What about mitochondrial DNA, which is passed from the mother to children of both sexes, but only passed on to grandchildren through daughters? We don't hear so much in literature or history about women passionately determined to have daughters.
Is that because mitochondrial DNA originally came into our cells via microbes from the outside?
Now, a year after my latter of two DNA tests, I have realized my mother's mitochondrial DNA, the DNA that has gone consistently from mother to daughter through millennia of generations, may have ended with my mother's granddaughters. Sure, one of them may yet have a daughter, but that is beginning to seem increasingly unlikely.
I think that's rather sad.
What an unintended (and kind of silly!) consequence of taking a DNA test.
P.S. a few days later, I am reminded that there were seven women who provided all the mitochondrial DNA that women in the world today. So I have a lot of "sisters."
*Trash Three Brazilian boys surviving by combing the Rio city dump are thrown into the middle of a nasty situation involving a local politician. Kind of loosey-goosey but the film comes off in the end.
February 2, 2016
Madison, IN
The Internet information highway is definitely a mixed bag.

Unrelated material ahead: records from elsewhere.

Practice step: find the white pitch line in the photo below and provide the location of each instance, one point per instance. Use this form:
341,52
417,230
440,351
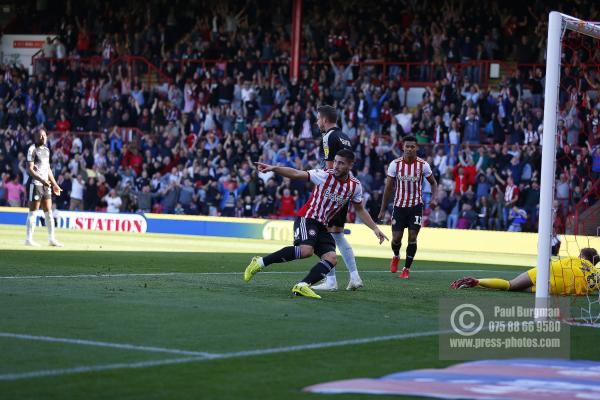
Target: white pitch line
122,346
249,353
321,345
158,274
94,368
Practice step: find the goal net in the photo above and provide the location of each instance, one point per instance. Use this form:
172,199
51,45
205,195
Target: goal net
569,214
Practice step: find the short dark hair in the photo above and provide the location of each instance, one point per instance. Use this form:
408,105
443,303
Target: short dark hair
590,254
347,154
329,112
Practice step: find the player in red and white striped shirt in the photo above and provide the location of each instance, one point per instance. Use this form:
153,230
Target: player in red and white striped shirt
333,189
407,174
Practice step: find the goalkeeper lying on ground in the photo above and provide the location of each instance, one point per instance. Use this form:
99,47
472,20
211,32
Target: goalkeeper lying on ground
568,275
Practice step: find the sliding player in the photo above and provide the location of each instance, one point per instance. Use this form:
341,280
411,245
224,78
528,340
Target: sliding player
333,189
568,275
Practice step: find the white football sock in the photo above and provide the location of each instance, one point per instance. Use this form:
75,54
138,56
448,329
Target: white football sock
346,251
29,225
331,276
50,224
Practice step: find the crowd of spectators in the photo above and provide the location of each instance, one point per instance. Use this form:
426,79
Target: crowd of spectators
121,144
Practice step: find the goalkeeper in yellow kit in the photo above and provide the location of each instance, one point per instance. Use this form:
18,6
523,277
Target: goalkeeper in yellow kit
568,276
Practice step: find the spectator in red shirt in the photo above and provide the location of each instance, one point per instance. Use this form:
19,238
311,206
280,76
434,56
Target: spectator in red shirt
461,182
63,125
133,159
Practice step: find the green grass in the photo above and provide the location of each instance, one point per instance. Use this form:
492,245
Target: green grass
216,313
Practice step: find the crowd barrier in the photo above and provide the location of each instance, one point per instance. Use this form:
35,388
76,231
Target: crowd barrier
435,244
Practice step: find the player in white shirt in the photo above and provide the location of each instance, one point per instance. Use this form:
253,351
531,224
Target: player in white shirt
40,186
406,174
334,188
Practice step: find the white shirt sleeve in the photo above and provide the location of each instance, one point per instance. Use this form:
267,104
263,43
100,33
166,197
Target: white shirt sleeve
357,195
392,169
317,176
427,170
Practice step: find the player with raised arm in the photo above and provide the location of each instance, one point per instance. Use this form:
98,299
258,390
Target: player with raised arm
333,189
406,173
40,186
568,276
333,141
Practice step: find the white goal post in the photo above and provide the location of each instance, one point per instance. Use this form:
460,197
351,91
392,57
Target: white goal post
557,24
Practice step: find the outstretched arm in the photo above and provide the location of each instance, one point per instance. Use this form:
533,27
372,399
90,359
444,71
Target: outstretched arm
387,194
33,173
286,172
55,188
366,218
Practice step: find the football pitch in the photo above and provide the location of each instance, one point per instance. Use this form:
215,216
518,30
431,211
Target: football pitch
169,317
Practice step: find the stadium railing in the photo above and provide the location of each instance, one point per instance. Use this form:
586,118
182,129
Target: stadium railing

Sure, a wealth of fact is available, but sometimes you need to know a technical buzzword to have the magical " open, sesame!"
Sometimes the specific fact you want just doesn't seem to be available (e.g. today we are trying to find out the number of Democratic voters in Iowa 2012 caucuses and can't find credible numbers.)
The "facts" as listed on one day may be different from "facts" at the same site on another day. Of course efforts to increase accuracy and precision are appreciated but the disappearance of data and statistics might just as well be due to a desire to hide or obfuscate them.
The truth on the information highway, unfortunately, might often come in the form of roadkill.
*Swordfish To tell the truth, some of the transitions lost me, but not my partner. Good thing we can pause and restart here at home. Still, in spite of my obvious inferiority in understanding I think it would probably be considered great entertainment by teenage boys. Not by me. Action-packed, I grant. Fun in a bloody brutal kind of way.
February 1, 2016
Madison, IN
My partner is, as soon as possible, cutting back on his hours at work again.
Folks at work say, "But what are you going to do?"
He answers, "What do you do on your days off? I'm going to have more days off."
He thinks, "Oh, I don't know. Start checking out nursing homes, funeral parlors, cemeteries...."
Ha, ha, ha, ha, ha!
Talk about deadpan humor.
*Contre Enquete Oh, we promise you twists and turns in this police procedural - or whatever.
Highlighting below unintentional. When will I ever learn?
*Straight Time The anti-hero in 1978 perhaps hit a new low. Young Dustin Hoffman and other familiar faces.